Our layer-level fault injection results indicate that certain layers are more prone to critical failures. To address this selectively, TMR can be deployed for high-vulnerability layers. Each critical layer is replicated into three parallel modules, with a majority vote selecting the final output. This approach, implementable in software by triplicating targeted network layers and merging their results through voting, can mitigate errors originating from single-bit flips.

#### **3.**Targeted Protection of Specific Bits

Some bits (e.g., bit 30) exhibit disproportionately high critical failure rates. Additional safeguards at the hardware or chip level may be warranted to protect these bits, where implementing bit-specific protective mechanisms may improve reliability in particularly sensitive regions.

## A.5 RELEVANCE TO MATERIALS SCIENCE AND SEM DATA

Our choice to focus on SEM analysis is based on its growing importance as a domain-specific application of deep learning, allowing us to ground our investigation in a context that is both practical and increasingly relevant.

Particularly:

- Automated SEM analysis is expanding rapidly in materials science and nanotechnology
- Reliable and uninterrupted inference is often essential in industrial and research settings
- SEM workflows can operate for long durations, increasing the likelihood of rare memory errors

Although SEUs are not specific to SEM applications, their potential impact is amplified in this domain due to the increasing reliance on automated, high-throughput pipelines.

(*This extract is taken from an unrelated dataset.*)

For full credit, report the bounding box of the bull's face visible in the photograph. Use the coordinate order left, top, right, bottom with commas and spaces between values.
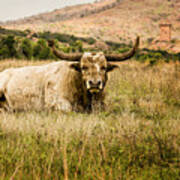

SEM analysis systems can frequently process large datasets with limited human oversight, and a single undetected error, such as misclassifying a critical feature, can propagate through downstream analysis and lead to inefficient use of resources or incorrect interpretations. In contexts such as semiconductor inspection or autonomous experimentation, even rare hardware faults can result in high costs.

The key value for the materials science community lies in understanding how machine learning reliability intersects with scientific inference in SEM workflows. SEUs may not be the most common source of model failure, but when system interventions like model reloading or error checking are limited or difficult to implement, the risks they pose deserve consideration. Our analysis aims to encourage awareness of these reliability concerns and promote more resilient deployment practices, particularly in applications where experimental or industrial decisions depend on the inference results.